It's been a whole week!

Ask me how I survived the last week with this news. I can't tell you how. I can't lie, it has been one of the worst weeks of my entire life. It's been incredibly difficult. However I somehow managed to make it 7 days. One day and a time. Each morning is a little celebrating that I made it another day. It may only last 10 seconds but I made it. I am hoping the test results come in early. Sometimes they come in as early as 10 days. That would make it Thursday. I am really holding onto hope that Thursday we will know more. I know if we don't get the call on Thursday then each day after will be torture because I know that my results could come that soon. It will be slow. I'll freak out over every phone call. Basically my phone will not leave my hand starting Thursday AM. It would be fantastic if the results came in before my midwife appointment on Thursday AM. I am not getting my hopes up but I am trying to think positive about that. I am trying to think positive thoughts about Baby K. Each day there are less teas. Not that I care less, it's just that  guess I am starting to accept that this is my reality.  That this is something I can't wake up from. This is my life. This is what I have to deal with. When I step back for even a second to think about it, it doesn't seem real. At all. I honestly can't believe that this is my life. I never in a million years expected that this would be something we would be dealing with.

Oh! I forgot to mention in my post yesterday that I felt Baby K move for the first time. 14 weeks & 5 days and I felt it move. It was during one of my Google research sessions about Baby K's diagnosis. Maybe it was a sign from Baby letting me know not to worry and that everything will be okay. One can hope at least. I have that little piece of hope to hang onto even if it is a big stretch. I know it is. But, at this point, there isn't a lot to hold on it.

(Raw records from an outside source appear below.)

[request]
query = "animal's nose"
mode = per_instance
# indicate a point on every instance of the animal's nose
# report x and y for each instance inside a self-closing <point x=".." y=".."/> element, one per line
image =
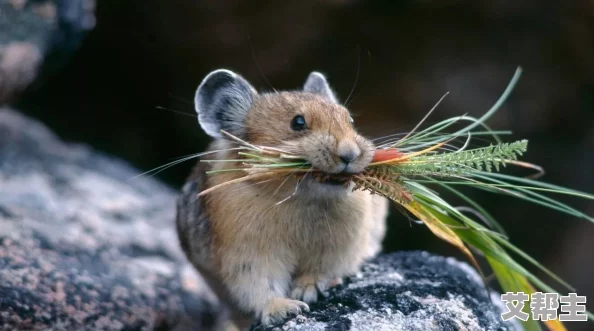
<point x="348" y="151"/>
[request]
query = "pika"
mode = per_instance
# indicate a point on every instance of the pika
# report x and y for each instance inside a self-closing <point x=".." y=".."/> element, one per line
<point x="268" y="249"/>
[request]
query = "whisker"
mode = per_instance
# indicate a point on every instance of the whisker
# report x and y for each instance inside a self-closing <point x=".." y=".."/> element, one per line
<point x="183" y="159"/>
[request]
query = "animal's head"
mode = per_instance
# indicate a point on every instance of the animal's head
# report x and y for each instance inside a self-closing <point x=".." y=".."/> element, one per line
<point x="309" y="122"/>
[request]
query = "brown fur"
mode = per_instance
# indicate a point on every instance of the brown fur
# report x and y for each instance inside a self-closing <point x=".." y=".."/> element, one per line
<point x="260" y="243"/>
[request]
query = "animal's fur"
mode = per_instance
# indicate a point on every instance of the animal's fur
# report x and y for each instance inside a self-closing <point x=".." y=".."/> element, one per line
<point x="262" y="257"/>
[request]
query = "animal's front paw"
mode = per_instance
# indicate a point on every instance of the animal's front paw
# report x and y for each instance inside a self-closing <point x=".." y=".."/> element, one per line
<point x="277" y="310"/>
<point x="306" y="288"/>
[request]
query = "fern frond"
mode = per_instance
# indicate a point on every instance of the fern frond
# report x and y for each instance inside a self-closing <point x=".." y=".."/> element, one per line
<point x="463" y="162"/>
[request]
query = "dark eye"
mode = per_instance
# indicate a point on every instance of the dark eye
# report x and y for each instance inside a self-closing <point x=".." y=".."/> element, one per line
<point x="298" y="123"/>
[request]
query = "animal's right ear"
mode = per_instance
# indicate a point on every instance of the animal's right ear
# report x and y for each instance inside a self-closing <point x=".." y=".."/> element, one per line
<point x="222" y="102"/>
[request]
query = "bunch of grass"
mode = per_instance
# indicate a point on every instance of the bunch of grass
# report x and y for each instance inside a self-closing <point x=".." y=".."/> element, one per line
<point x="406" y="169"/>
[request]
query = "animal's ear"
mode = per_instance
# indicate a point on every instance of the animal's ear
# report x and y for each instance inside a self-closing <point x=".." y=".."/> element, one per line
<point x="222" y="102"/>
<point x="316" y="83"/>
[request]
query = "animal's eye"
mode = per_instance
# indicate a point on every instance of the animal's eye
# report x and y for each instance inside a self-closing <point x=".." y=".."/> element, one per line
<point x="298" y="123"/>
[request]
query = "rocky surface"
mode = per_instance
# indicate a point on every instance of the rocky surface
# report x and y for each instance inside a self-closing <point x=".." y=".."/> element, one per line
<point x="38" y="36"/>
<point x="84" y="245"/>
<point x="408" y="291"/>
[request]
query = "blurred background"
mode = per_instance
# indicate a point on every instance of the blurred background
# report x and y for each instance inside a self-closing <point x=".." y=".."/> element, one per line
<point x="127" y="90"/>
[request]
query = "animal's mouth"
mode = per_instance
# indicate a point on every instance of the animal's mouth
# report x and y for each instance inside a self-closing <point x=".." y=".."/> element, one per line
<point x="341" y="179"/>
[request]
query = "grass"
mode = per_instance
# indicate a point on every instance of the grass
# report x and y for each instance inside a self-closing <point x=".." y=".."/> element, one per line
<point x="410" y="170"/>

It's been nice this last week. I haven't spent much time alone. The kids were each sick a day last week. We had one scheduled day off and a cold day that cancelled school. We also had a busy weekend. Today school was called off again due to the cold. Tomorrow is supposed to be just as cold so there is a chance we won't have school then either. Wednesday is Karie's field trip to the Children's Museum and Kyle & I are volunteering for that. Thursday in the AM will be my midwife appointment that Kyle will be at of course. Then he goes back to work. That will be the first time that I will be alone. I'm not sure if I am ready for that. Being alone is scary. I don't want to be alone. I know that I will just dwell on it. I wake up before everyone every morning. I have that alone time, but if I need a hug, I can go wake up Kyle. The whole thing is just strange. I know I have said it a billion times before, but it is.

As much as I have tried to not let it get to me, it has. I have no tolerance for anything and I get instantly emotional. I have no motivation and have so much to do around the house. I know it needs to be done but I just...I don't know. Right now, I don't care. I mean, I do care. But, I am just too tired to care. I've really lost all motivation to do anything. I feel bad that Kyle has to deal with me like this. I wish I was able to better handle these emotions. I wish I knew how. I just want things to go back to normal.